Extensive studies have indicated that ROS play a crucial role in the proliferation of cancer cells. Abnormal accumulation of ROS may effects cell viability via damage some macromolecules, including peroxidation of membrane lipids, protein denaturation and DNA damage [20]. In this study, the obvious increase in the intracellular ROS level indicated that OPE induced suppression of HepG2 and SMMC-7721 cell viability partially by inducing ROS generation.

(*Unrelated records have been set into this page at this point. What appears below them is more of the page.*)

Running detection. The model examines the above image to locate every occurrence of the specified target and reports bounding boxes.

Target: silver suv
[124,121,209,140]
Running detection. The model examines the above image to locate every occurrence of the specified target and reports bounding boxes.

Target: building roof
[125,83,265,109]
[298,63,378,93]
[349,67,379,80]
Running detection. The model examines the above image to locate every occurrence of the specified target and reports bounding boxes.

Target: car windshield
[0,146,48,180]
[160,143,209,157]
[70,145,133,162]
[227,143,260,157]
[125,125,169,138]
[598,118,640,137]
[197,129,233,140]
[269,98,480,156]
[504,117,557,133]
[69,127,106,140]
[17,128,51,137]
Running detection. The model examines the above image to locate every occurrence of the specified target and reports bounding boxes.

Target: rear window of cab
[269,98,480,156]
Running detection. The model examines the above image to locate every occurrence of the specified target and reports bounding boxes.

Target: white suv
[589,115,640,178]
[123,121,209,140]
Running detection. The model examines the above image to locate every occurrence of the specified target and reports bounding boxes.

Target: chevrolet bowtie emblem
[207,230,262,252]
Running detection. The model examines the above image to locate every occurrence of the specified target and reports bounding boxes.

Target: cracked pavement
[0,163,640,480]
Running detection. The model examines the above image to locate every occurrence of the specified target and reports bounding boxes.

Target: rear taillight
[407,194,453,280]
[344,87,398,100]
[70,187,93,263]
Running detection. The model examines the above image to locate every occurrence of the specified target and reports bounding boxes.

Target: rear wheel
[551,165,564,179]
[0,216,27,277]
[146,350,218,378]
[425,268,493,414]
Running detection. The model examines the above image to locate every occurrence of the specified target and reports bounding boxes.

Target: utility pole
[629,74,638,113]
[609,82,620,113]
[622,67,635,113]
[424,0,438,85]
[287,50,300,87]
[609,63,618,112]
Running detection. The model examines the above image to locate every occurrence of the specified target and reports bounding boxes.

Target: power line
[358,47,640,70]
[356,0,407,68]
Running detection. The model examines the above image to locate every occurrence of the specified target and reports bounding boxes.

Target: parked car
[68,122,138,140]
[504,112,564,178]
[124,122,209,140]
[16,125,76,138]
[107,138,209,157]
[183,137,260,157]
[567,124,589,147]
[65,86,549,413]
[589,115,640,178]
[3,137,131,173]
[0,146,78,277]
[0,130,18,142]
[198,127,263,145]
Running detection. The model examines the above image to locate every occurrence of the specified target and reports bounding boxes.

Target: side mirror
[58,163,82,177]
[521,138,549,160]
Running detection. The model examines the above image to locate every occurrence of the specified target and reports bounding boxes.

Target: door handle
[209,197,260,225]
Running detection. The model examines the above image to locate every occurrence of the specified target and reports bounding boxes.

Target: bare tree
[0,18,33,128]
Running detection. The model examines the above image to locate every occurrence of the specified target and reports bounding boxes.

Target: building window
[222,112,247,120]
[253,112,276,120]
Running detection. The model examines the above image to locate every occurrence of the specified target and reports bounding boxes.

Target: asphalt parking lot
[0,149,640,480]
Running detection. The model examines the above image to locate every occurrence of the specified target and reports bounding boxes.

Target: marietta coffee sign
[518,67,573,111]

The migratory and invasive ability are related to the metastatic potential of cancer cells, which contribute to cancer progression and poor outcomes of patients [36, 37]. In this study, we observed that OPE dose-dependently inhibited the migration and invasion of the HepG2 and SMMC-7721 cells, which concomitant with the decrease in the expression of MMP-2 and MMP-9. Additionally, OPE significantly repressed the phosphorylation of p65, indicating the OPE may exert its cytotoxic effect by downregulation of NF-κB signaling.

Conclusions

Our study demonstrated that OPE mediated cell growth suppression by inducing cell cycle arrest and enhancing apoptosis and ROS accumulation. In addition, OPE exhibited anti-migration and anti-invasion effects on liver cancer cells, which might be related to decreased expression of MMP-2 and MMP-9. Moreover, OPE had a suppressive effect to NF-κB signaling, which may contributed to the cytotoxic activity of OPE.